[FFmpeg-devel] [PATCH] avcodec/cfhd: add x86 SIMD

Fri Aug 14 13:32:47 EEST 2020

Aug 13, 2020, 18:23 by onemda at gmail.com:

> Hi,
>
> patch attached.
>
> Please review and/or benchmark, especially .asm file.
>

I took a look. Its just the horizontal pass of an inverse 2-6 idwt with clipping.
The code is so simple I wasn't able to find any obvious ways to improve it,
except perhaps replacing the "mov xq, 0" with "xor xq, xq", since I think
xor is more universally recognized by x86 CPUs as "zeroing a register" so it'll
just allocate a pre-zeroed one. I could be wrong though, its what everyone uses.
Maybe call it idwt_26_horiz instead of a vague horiz_filter, since that's what it is?

Its also called on a per-line basis in a loop with 1 call, and 3 adds everywhere.
You could easily incorporate the loop into the function to reduce call
overhead if you want to (and I think you should look into it, but I won't block
the patch just for that). Registers might be a tight fit on 32-bit systems then,
but even using the stack should be faster than a hot function call.

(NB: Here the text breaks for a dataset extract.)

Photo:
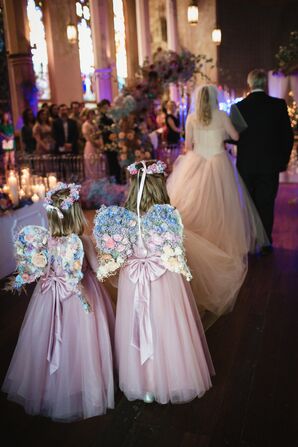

Aside from those nitpicks, LGTM.

SIMDing the remaining DSP function (interlaced_vertical_filter) should help a lot
too, though that function is pretty much trivial, since its just an average + deinterleave.
That function should 100% have its 3-line loop incorporated into it, however, as you'll
definitely have no shortage of registers, even on 32bit systems.